El pastel de bacalao de la casa de mis padres en semana santa, hecho al modo del pastel de chucho, una gloriosa combinación de huevos, pescado salado guisado con ají dulce, pimentón y cebollas; y tajadas de plátano frito dispuestas en capas junto a papas en rodajas. Un ceremonial familiar de amorosa ofrenda a la tradición y a la vida.

Tuve mi momento proustiano hace unos meses en una esquina del barrio San Cristóbal. Compré en una tienda venezolana un bocadillo de guayaba envuelto como dios manda en hojas de bijao. No pude esperar para hincarle el diente, y justo ahí alcé la vista al cartel: Sarandí y Venezuela, en un instante estaba en casa, mi abuelo me daba un dulce traído del camino, de algún viaje al interior.

Enrique Alí González Ordosgoitti

Mis abuelos habían estado muchas veces alrededor de esta Mesa, situada en el patio donde pega el fresco de la mañana de Cariaquito.

Hoy estaba frente a ella, observando el paisaje del condumio. Veía puntos negros, rojos, amarillos, blancos y tazas, distribuidas a la altura de cada silla.

Era una arepa grande, blanca y quemada por la leña. La abrí hasta escuchar el susurro ahumado del maíz. Tomé el punto negro abultado y probé el milagro de la sangre animal donada para la vida humana y supe de la morcilla. Vi el punto rojo brillante, que me recordaba la parte inferior de una llama, la que arde y quema sin volverse amarilla. Lo probé y se quemaron los cielos de mi boca, iniciando un romance hacia el cochino, vuelto espíritu amortajado en ají dulce. Ahí supe que el Chorizo se inventó en Carúpano.

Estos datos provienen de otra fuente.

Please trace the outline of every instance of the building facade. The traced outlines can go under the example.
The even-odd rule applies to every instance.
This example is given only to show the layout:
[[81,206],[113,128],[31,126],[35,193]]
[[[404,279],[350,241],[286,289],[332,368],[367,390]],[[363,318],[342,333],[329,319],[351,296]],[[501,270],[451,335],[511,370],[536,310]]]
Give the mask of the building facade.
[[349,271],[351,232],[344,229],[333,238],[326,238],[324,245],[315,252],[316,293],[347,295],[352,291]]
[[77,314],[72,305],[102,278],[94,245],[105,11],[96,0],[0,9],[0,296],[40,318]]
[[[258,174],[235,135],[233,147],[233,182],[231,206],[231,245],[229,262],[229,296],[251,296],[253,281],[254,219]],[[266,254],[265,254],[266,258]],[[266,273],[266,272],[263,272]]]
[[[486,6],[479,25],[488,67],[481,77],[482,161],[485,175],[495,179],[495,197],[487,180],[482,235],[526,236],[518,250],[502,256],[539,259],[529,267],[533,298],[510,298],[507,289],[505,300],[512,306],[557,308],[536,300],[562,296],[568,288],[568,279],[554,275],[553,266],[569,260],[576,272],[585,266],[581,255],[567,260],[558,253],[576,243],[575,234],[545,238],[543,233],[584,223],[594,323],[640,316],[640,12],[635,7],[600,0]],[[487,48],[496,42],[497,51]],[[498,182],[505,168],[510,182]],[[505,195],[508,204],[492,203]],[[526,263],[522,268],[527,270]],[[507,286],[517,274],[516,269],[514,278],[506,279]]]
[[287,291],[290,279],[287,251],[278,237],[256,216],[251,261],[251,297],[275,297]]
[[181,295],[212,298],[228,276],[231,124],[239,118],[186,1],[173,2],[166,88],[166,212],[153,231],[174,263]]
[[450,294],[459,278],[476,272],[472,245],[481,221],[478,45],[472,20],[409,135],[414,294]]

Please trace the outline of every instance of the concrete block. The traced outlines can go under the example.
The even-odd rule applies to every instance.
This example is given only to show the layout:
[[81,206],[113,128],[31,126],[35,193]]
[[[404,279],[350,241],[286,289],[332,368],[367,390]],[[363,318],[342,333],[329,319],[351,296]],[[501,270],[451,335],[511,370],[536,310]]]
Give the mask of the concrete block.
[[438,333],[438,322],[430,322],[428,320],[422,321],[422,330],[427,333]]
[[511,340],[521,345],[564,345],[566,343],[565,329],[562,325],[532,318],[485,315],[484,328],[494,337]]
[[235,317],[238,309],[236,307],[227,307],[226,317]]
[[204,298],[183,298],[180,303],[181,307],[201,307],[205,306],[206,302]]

Y quedé absorto, hasta escuchar el grito de la arepa. Y procedí a mezclar lo negro y lo rojo y lo blanco y lo mordí y supe que los colores saben y que ese saber lo hacemos nuestro, cuando comemos. Aprendí que lo negro, suave y condimentado, convertía a la sangre en ofrenda y que el rojo brillante y ardido en ají, era el noble gesto del cerdo traído de España y que el maíz era el recipiente, para masticar varias civilizaciones.

Mi abuela me señaló el punto amarillo. Era algo largo, delgado y pequeño que había sudado sus amarillos, cuyas gotas habían copado el plato. Probé un dulzor adulto, del cual había que comer poco, pues su amarillo era grueso. Descubrí el titiaro.

Y al final tomé la taza de café negro.

El café negro siempre viene con lluvia.

Es una canoa cabalgando las aguas, que siempre nos coloca a salvo alrededor de la mesa.